As already indicated, MUC4 and MMP9 can be detected and measured in tissue biopsies systematically collected in patients diagnosed with glioma. However, their detection as non-invasive serum biomarkers in serum samples would be beneficial due to the less invasive nature, and perhaps the greater representation of whole tumor characteristics. Using ELISA immunoassays, our study showed that the mean protein MMP9 level was significantly elevated in the serum of GBM patients compared with the serum of grade III patients (Fig. 6A), suggesting it may aid discrimination between these two grades, although the difference with the control group was not significant. It has been shown that grade III and grade IV glioma patients with no sign of radiographic progression had lower MMP9 levels in their serum than glioma patients with active disease, as well as a transient increase in the serum after resection49. The current study did not consider such radiographic evidence, which could constitute a limitation. Finally, we tested the level of the MMP9:TIMP1 complex in serum samples since it may also have diagnostic/prognostic value. MMPs can bind to endogenous inhibitors and interestingly, the ratio between their free and bound forms in serum may be used for diagnostic and prognostic purposes31. We found a similar trend for the MMP9:TIMP1 complex and free MMP9 forms (Fig. 6A,B), as the percentage of MMP9 protein bound to its inhibitor was low in all the cases, indicating it mostly exists in the free form. However, the ratio of MMP9 bound to its inhibitor, TIMP1, was slightly more elevated in GBM than in lower grade and control group, which could have a diagnostic relevance. This aligns with previous findings showing TIMP1 level is more elevated in GBM patients than in control individuals50.

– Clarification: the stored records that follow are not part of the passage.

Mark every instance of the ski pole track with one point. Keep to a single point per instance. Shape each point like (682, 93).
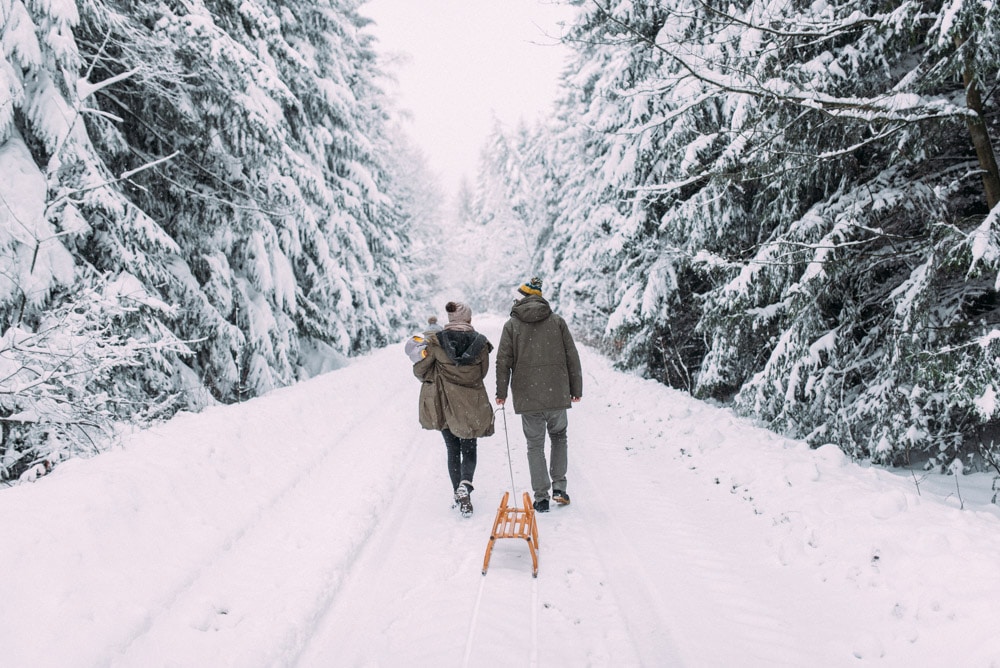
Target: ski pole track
(274, 517)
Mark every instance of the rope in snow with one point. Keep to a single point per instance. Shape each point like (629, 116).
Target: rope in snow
(510, 465)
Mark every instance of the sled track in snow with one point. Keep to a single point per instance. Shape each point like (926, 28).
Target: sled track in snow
(474, 622)
(249, 541)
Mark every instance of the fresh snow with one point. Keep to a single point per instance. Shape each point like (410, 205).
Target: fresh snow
(313, 527)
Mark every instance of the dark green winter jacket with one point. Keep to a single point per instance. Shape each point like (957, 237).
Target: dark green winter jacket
(538, 359)
(452, 393)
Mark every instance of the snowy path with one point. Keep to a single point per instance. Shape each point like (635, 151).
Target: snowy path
(313, 528)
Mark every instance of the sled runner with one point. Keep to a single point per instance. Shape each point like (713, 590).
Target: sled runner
(513, 522)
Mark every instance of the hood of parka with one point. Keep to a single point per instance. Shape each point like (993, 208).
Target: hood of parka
(462, 348)
(531, 309)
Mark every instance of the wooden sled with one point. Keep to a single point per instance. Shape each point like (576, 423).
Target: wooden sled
(515, 523)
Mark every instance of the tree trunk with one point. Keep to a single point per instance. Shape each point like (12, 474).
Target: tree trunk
(980, 135)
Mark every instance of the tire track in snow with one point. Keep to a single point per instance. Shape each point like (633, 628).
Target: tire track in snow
(715, 541)
(245, 551)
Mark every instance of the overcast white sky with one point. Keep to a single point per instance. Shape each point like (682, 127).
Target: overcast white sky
(469, 60)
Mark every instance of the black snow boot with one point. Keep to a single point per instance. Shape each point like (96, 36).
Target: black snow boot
(464, 499)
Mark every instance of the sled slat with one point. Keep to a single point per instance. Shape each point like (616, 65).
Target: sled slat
(515, 523)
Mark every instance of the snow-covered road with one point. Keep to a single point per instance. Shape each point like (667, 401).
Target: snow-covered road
(313, 527)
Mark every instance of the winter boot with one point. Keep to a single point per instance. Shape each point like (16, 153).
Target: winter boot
(464, 500)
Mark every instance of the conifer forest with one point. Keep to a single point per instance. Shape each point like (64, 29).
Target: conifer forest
(791, 208)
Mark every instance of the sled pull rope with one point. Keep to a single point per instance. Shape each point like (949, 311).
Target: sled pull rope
(506, 437)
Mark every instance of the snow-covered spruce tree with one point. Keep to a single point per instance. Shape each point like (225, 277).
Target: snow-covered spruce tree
(812, 178)
(79, 346)
(275, 195)
(419, 200)
(506, 212)
(218, 175)
(613, 268)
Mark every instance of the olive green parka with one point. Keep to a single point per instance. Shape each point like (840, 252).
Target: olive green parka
(537, 359)
(452, 393)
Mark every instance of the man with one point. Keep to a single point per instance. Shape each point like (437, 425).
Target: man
(538, 360)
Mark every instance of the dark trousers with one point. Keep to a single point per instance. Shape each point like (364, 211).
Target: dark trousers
(461, 458)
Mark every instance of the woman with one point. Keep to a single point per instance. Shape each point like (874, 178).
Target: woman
(452, 395)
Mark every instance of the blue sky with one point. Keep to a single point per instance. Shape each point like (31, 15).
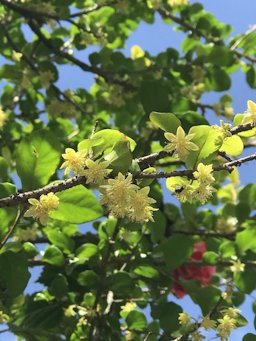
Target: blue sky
(155, 38)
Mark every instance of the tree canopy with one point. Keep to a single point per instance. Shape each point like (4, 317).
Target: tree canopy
(83, 173)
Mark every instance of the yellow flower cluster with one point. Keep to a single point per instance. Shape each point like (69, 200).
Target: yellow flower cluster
(203, 175)
(74, 161)
(16, 56)
(41, 208)
(177, 3)
(3, 117)
(226, 325)
(250, 115)
(23, 235)
(237, 266)
(129, 306)
(184, 319)
(226, 225)
(125, 199)
(46, 78)
(96, 171)
(79, 163)
(180, 143)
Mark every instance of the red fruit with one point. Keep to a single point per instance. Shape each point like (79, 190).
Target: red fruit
(203, 274)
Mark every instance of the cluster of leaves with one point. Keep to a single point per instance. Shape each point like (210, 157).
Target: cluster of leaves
(99, 284)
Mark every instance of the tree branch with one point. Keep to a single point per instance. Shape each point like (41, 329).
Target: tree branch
(12, 228)
(205, 234)
(102, 278)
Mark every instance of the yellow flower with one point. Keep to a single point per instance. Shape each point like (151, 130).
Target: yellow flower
(116, 194)
(226, 324)
(184, 192)
(29, 233)
(49, 201)
(140, 209)
(27, 75)
(237, 266)
(204, 174)
(208, 323)
(224, 129)
(180, 143)
(16, 56)
(40, 209)
(96, 171)
(4, 318)
(184, 318)
(196, 336)
(129, 306)
(226, 225)
(176, 3)
(3, 117)
(232, 312)
(250, 116)
(129, 335)
(75, 161)
(203, 193)
(70, 310)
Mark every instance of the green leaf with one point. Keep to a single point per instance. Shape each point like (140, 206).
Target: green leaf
(41, 314)
(59, 286)
(209, 140)
(146, 271)
(165, 121)
(136, 320)
(120, 157)
(249, 337)
(121, 283)
(14, 272)
(108, 139)
(245, 240)
(237, 121)
(177, 250)
(77, 205)
(232, 145)
(218, 79)
(61, 240)
(245, 281)
(168, 314)
(210, 257)
(53, 256)
(30, 249)
(221, 55)
(37, 158)
(86, 251)
(88, 279)
(191, 119)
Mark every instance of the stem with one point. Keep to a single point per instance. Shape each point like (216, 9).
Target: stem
(102, 278)
(12, 228)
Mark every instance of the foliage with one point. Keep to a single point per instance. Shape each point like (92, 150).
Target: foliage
(142, 120)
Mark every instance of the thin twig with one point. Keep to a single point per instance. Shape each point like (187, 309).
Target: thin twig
(102, 279)
(12, 228)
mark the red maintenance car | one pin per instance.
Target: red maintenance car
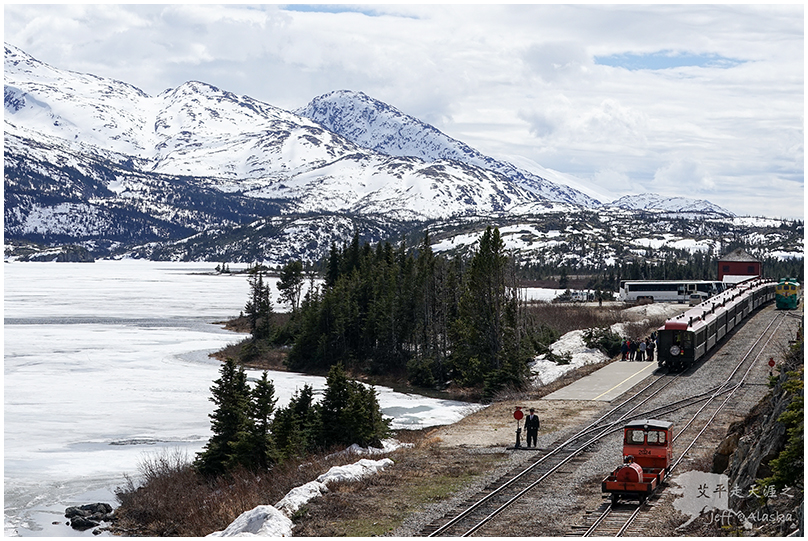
(647, 457)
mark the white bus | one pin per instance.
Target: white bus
(667, 290)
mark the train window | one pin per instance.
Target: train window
(635, 436)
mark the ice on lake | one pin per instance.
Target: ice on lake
(107, 361)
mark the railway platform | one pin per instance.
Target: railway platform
(607, 383)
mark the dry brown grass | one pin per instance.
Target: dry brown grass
(171, 499)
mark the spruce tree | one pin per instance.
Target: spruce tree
(254, 446)
(350, 412)
(259, 306)
(291, 283)
(229, 420)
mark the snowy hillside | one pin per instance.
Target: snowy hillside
(198, 172)
(378, 126)
(679, 205)
(235, 144)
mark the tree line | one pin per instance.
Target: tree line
(249, 432)
(393, 310)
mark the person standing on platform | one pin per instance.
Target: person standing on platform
(532, 428)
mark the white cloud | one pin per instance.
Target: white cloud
(684, 175)
(516, 80)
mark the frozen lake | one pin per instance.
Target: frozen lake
(105, 362)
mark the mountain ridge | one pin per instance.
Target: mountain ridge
(198, 172)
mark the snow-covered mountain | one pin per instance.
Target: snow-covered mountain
(677, 205)
(236, 144)
(375, 125)
(197, 172)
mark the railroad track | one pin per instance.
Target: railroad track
(614, 520)
(500, 495)
(484, 507)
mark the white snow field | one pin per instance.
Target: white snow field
(107, 362)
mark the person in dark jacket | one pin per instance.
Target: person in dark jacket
(532, 428)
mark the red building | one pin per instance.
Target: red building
(737, 266)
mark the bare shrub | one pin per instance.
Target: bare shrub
(564, 318)
(174, 500)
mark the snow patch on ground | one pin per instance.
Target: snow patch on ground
(546, 371)
(275, 521)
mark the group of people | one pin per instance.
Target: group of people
(638, 350)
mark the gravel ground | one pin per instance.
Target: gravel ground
(477, 444)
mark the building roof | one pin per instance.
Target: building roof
(739, 255)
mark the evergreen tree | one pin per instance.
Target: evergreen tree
(258, 309)
(350, 413)
(487, 342)
(229, 420)
(291, 283)
(254, 446)
(296, 427)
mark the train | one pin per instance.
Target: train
(685, 339)
(787, 294)
(647, 459)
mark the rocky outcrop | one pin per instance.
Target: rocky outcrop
(89, 516)
(745, 455)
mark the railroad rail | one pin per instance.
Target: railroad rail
(614, 520)
(507, 490)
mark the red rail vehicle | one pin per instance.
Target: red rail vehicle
(647, 457)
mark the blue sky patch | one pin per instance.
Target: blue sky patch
(666, 60)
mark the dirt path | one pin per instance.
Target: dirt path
(450, 464)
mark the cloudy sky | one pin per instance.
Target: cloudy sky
(691, 100)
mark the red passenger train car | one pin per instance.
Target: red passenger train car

Finally, MUC4 was also detected in the serum, albeit at lower levels. MUC4 is a transmembrane mucin that can also be secreted in order to facilitate mucus production in some conditions, including malignancies, similar to other mucins14,51. Our results showed that albeit MUC4 levels were low, they were only minimally elevated in higher glioma grades (III and IV) compared to controls, although the difference was not significant, which needs confirmation in a larger cohort of patients (Fig. 6C). There are currently several glycosylated proteins used as cancer biomarkers and some of them are mucins52,53,54,55, which often represent transmembrane proteins secreted into the circulation after cleavage, thus presenting lower levels in serum compared to other proteins. However, they still provide helpful diagnostic information, justifying the combination with other cancer biomarkers.

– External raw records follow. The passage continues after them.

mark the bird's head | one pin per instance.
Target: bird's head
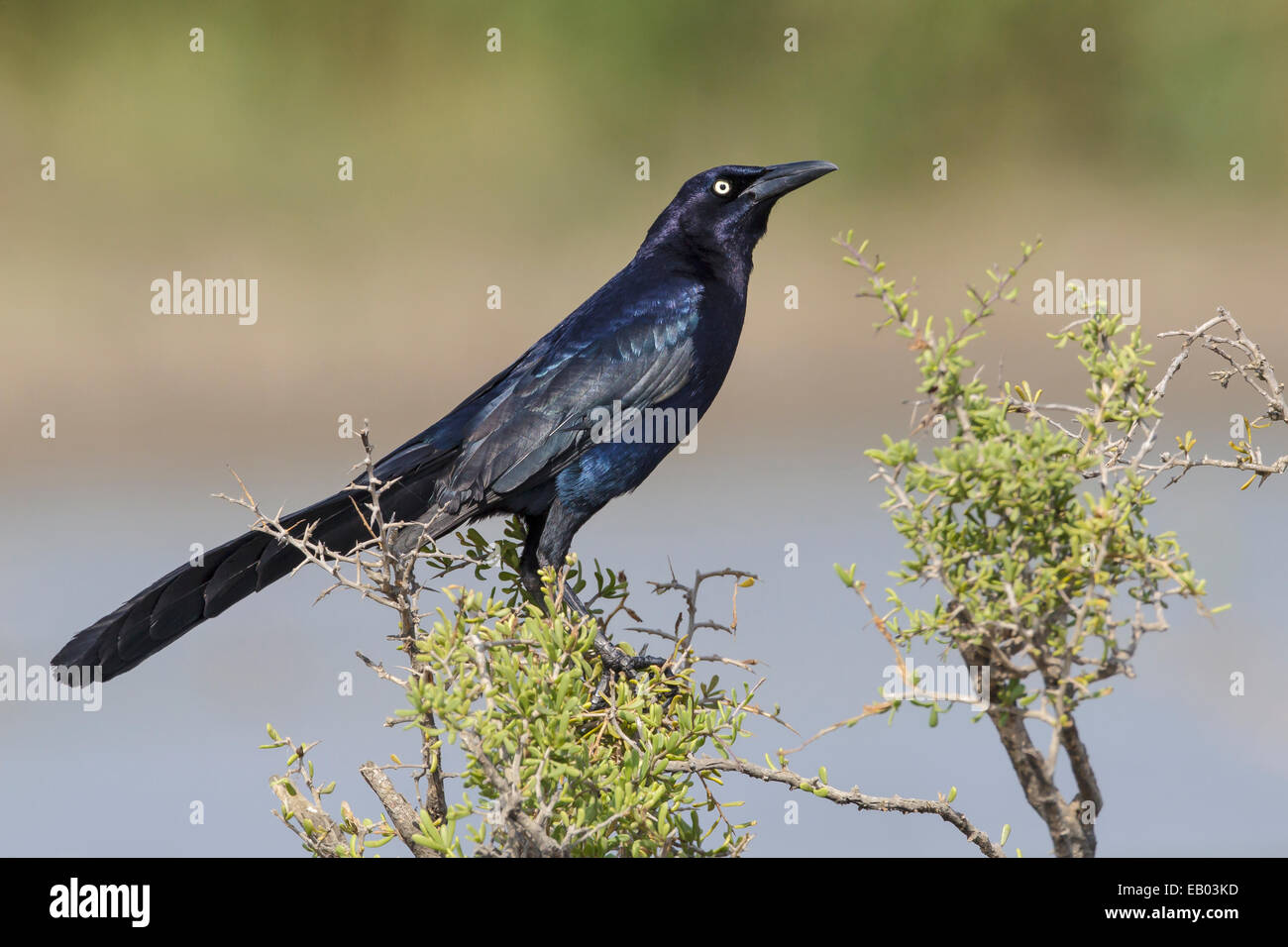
(721, 213)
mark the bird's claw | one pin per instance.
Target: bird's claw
(617, 661)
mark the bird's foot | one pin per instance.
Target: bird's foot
(617, 661)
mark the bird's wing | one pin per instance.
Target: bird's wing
(640, 356)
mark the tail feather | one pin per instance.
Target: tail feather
(180, 600)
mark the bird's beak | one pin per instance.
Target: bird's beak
(778, 179)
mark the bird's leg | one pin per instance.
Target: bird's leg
(540, 549)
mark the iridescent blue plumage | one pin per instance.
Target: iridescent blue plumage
(658, 337)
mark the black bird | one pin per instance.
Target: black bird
(661, 334)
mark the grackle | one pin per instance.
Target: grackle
(661, 334)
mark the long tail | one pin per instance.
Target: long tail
(180, 600)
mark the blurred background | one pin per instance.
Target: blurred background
(516, 169)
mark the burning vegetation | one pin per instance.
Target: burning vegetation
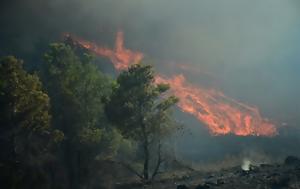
(221, 114)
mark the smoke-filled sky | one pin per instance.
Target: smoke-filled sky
(247, 49)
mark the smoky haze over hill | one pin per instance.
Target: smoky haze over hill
(247, 49)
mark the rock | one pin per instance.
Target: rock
(292, 160)
(182, 186)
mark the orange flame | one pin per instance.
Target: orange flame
(221, 114)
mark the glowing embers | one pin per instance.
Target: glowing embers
(221, 114)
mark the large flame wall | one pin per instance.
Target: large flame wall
(221, 114)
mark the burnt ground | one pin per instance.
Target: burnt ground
(264, 176)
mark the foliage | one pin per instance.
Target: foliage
(77, 89)
(24, 123)
(137, 108)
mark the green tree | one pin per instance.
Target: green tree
(77, 88)
(25, 132)
(139, 111)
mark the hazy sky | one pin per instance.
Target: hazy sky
(248, 49)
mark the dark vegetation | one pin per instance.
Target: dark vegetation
(68, 125)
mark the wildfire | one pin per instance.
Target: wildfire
(221, 114)
(121, 57)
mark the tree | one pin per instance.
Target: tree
(77, 88)
(136, 106)
(25, 131)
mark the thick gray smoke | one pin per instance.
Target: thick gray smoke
(248, 49)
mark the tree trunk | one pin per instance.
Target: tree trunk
(146, 153)
(146, 161)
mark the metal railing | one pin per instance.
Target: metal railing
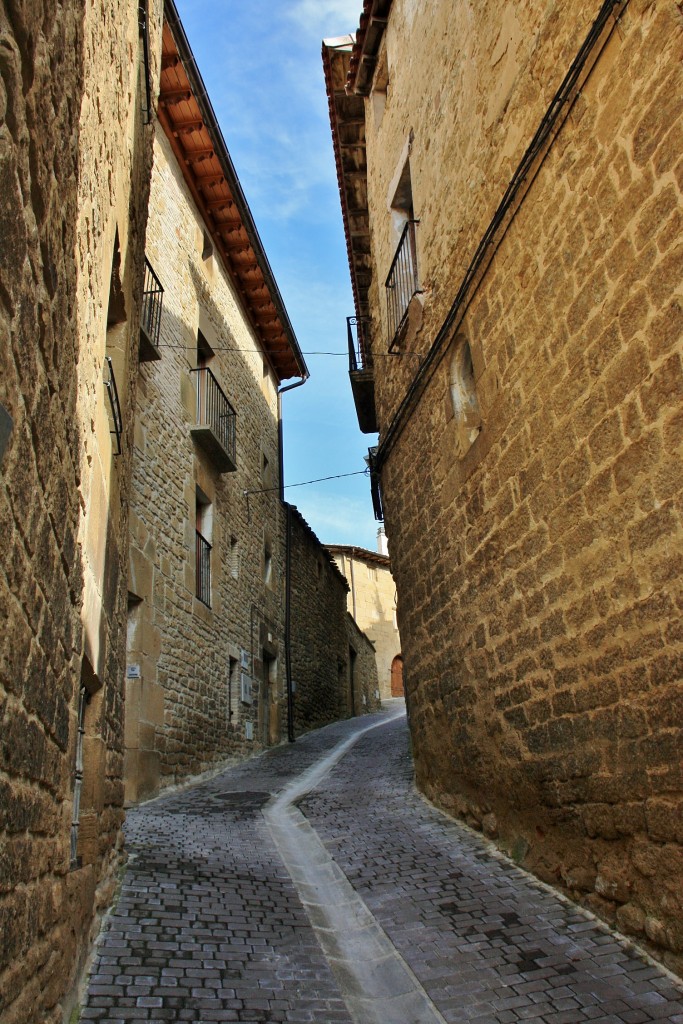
(153, 295)
(113, 392)
(203, 589)
(359, 356)
(402, 282)
(142, 26)
(213, 410)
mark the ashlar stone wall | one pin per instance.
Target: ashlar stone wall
(75, 161)
(333, 662)
(534, 496)
(372, 602)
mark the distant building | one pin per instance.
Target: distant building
(372, 602)
(333, 659)
(510, 180)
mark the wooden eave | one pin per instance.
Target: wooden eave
(187, 119)
(361, 554)
(347, 122)
(368, 38)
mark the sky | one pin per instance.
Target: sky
(261, 65)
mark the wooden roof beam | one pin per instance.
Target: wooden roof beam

In conclusion, MMP9 and MUC4 are both expressed in the microvasculature of glioblastoma, indicating both proteins may be involved in angiogenesis and microvascular proliferation (MVP). In addition, the strong correlation of MUC4 and MMP9 expression with clinicopathological stage suggests both could serve as useful tissue diagnostic biomarkers in glioma patients. Moreover, the combined MUC4/MMP9/EGFR axis expression pattern could refine the prognosis accuracy. These potential biomarkers could potentially be used in liquid biopsies, which would represent an important non-invasive strategy, though further studies must be conducted to confirm the relevance of MUC4 in this capacity.